July 8, 1933 - Editorial - Tempora Mutantur, by George Lorimer
Today we are in a period of transition - a period of change from the old American individualism to one of Government supervision and control.
In spite of all that has been charged against it - much of it justly - the standards of the old individualism had been steadily rising for a generation past. In spite of the fact it had no single leader like Roosevelt, to whom Congress and a large part of the public looked as to Moses, business did not lack many men who were real leaders in their fields. Their standards were higher than those prevailing and they were steadily making their ideas and ideals felt. Conspicuously among them was the late publisher of this weekly, Cyrus H. K. Curtis, who, his fellow publishers agree, pioneered better practices, sounder standards and fairer dealing in his field. When he started in business, he had little capital besides a New England conscience and a determination to succeed in life by clean and honest methods.

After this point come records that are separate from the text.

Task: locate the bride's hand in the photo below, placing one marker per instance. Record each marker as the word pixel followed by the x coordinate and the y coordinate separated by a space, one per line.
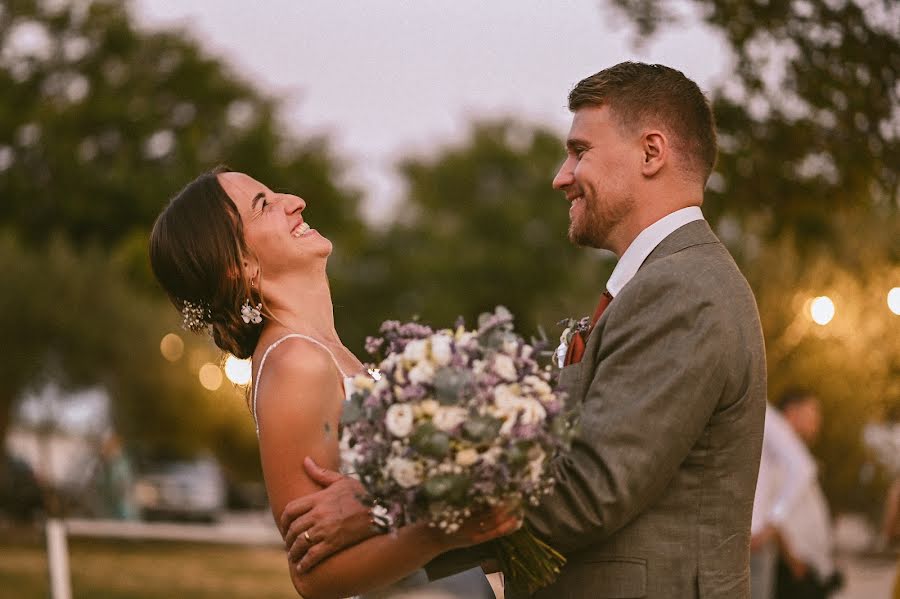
pixel 320 524
pixel 482 527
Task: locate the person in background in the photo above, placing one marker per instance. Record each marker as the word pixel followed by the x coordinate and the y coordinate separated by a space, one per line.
pixel 806 567
pixel 117 479
pixel 786 469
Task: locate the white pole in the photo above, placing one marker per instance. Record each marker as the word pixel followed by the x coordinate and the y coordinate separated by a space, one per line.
pixel 58 560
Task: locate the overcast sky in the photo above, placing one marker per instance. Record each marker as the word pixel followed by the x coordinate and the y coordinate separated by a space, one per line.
pixel 389 78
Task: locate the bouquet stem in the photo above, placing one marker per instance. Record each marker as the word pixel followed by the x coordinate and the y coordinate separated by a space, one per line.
pixel 527 562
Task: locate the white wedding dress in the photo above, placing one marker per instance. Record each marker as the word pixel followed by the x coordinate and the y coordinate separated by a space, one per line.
pixel 471 584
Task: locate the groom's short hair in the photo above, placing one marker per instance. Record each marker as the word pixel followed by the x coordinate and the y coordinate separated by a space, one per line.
pixel 640 94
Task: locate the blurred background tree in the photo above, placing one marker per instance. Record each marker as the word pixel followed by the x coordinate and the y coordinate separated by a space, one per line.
pixel 808 118
pixel 806 195
pixel 479 226
pixel 101 124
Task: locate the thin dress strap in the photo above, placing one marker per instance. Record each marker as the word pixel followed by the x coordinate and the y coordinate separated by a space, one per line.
pixel 262 363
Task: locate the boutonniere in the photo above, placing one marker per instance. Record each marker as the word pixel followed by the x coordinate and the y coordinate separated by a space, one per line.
pixel 571 327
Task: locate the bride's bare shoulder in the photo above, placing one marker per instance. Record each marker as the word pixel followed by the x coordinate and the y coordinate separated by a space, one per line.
pixel 296 372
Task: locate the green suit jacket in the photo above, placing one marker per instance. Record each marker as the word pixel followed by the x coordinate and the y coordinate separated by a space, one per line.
pixel 654 498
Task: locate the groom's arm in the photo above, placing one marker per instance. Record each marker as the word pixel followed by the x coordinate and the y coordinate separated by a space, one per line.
pixel 657 384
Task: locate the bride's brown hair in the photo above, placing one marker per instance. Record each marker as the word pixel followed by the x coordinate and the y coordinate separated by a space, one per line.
pixel 196 251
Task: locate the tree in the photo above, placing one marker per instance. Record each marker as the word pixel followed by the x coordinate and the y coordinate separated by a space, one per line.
pixel 85 325
pixel 481 226
pixel 101 123
pixel 852 362
pixel 806 195
pixel 808 116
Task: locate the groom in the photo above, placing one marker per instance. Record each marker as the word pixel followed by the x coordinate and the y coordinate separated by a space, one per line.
pixel 654 499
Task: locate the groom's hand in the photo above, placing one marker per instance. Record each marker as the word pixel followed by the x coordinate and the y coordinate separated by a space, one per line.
pixel 322 523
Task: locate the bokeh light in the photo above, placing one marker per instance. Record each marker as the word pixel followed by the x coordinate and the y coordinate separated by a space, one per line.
pixel 171 347
pixel 894 300
pixel 210 376
pixel 238 371
pixel 822 310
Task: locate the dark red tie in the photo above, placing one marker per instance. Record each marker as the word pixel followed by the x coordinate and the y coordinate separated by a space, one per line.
pixel 579 339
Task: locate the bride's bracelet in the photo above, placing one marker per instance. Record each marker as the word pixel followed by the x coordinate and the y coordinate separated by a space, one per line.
pixel 380 519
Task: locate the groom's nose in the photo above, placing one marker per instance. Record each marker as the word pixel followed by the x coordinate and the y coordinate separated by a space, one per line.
pixel 293 203
pixel 565 176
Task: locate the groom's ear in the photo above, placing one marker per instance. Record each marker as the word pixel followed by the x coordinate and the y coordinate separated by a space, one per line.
pixel 655 152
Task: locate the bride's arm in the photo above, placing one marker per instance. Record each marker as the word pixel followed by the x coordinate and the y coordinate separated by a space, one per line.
pixel 298 409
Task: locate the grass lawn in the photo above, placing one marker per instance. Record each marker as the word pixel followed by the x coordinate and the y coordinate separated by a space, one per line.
pixel 104 569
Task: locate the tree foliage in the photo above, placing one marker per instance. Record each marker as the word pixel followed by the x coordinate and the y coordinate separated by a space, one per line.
pixel 481 226
pixel 102 122
pixel 808 116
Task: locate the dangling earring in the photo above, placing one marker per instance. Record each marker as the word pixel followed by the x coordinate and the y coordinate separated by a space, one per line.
pixel 250 314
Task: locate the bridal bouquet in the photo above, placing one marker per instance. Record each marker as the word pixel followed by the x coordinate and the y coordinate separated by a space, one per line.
pixel 453 421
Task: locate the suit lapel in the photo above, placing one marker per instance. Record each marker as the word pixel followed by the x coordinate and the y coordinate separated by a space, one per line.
pixel 578 377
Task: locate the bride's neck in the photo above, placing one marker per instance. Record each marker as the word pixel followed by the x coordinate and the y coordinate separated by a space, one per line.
pixel 302 304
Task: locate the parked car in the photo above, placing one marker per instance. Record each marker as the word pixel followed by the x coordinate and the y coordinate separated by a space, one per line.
pixel 21 497
pixel 182 490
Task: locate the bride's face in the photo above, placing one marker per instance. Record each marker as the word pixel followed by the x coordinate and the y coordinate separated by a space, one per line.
pixel 274 228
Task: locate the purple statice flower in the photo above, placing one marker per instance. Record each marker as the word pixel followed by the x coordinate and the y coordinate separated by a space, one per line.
pixel 412 392
pixel 373 344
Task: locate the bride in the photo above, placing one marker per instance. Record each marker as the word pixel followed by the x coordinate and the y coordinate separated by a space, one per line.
pixel 240 261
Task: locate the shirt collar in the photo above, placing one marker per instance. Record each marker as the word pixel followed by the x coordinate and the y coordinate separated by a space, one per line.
pixel 645 243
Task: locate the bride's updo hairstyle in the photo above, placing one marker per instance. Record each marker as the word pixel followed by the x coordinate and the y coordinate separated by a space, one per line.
pixel 196 251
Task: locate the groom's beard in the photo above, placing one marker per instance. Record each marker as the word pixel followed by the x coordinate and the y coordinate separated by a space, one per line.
pixel 597 220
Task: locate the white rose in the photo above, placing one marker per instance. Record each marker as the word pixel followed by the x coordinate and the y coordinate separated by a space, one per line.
pixel 509 421
pixel 532 411
pixel 440 349
pixel 399 420
pixel 429 407
pixel 405 472
pixel 466 457
pixel 363 382
pixel 491 455
pixel 415 350
pixel 505 367
pixel 536 468
pixel 449 418
pixel 539 385
pixel 422 372
pixel 504 397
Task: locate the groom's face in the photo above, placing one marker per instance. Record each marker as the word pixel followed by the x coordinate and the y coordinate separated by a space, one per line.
pixel 597 177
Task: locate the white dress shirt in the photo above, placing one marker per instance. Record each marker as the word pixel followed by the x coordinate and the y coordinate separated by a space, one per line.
pixel 789 497
pixel 644 244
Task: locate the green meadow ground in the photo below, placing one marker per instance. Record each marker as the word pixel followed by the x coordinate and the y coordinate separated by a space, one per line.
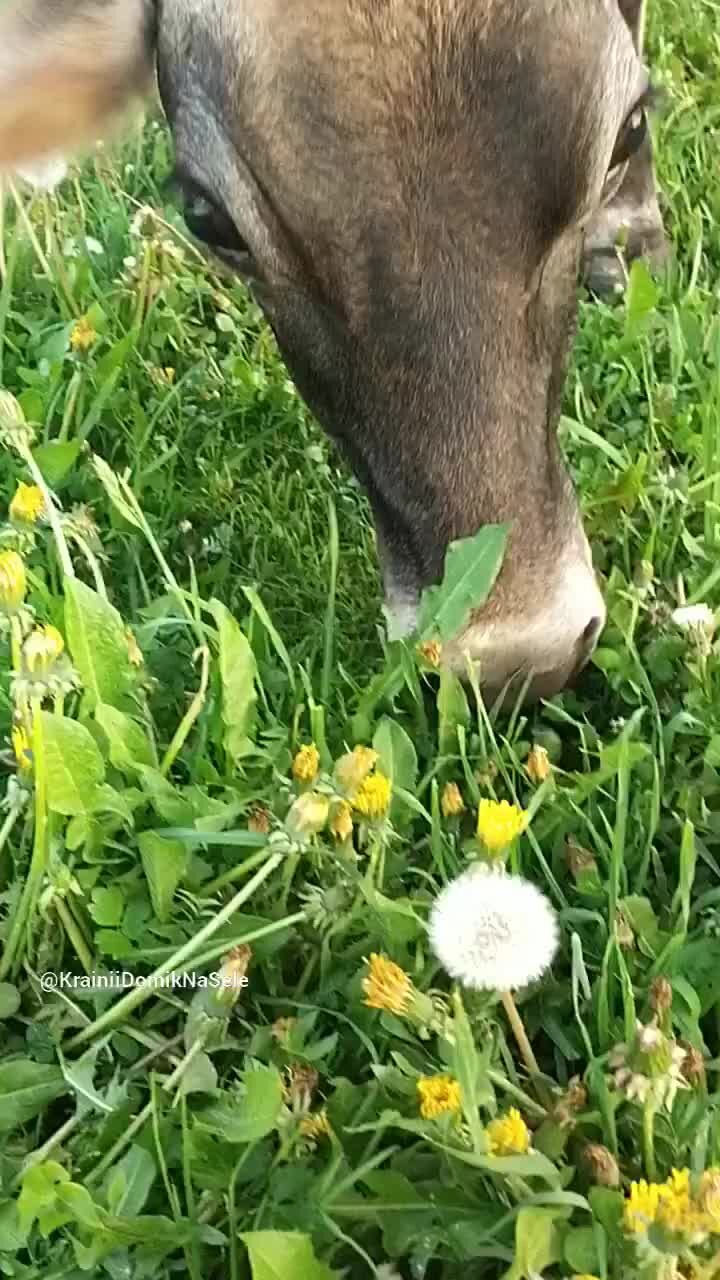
pixel 168 1134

Mr. Curtis and his contemporaries in many other fields of business were gradually bringing about higher standards by both example and precept. Recently the bad in business has been on trial and the good ignored. (pg. 22)
Comment: The Latin term "Tempora Mutantur," as Lorimer was using it here, basically meant that the system of individualism had proven to be a temporary thing, and that it was now being removed and replaced by a system of governmental control and supervision.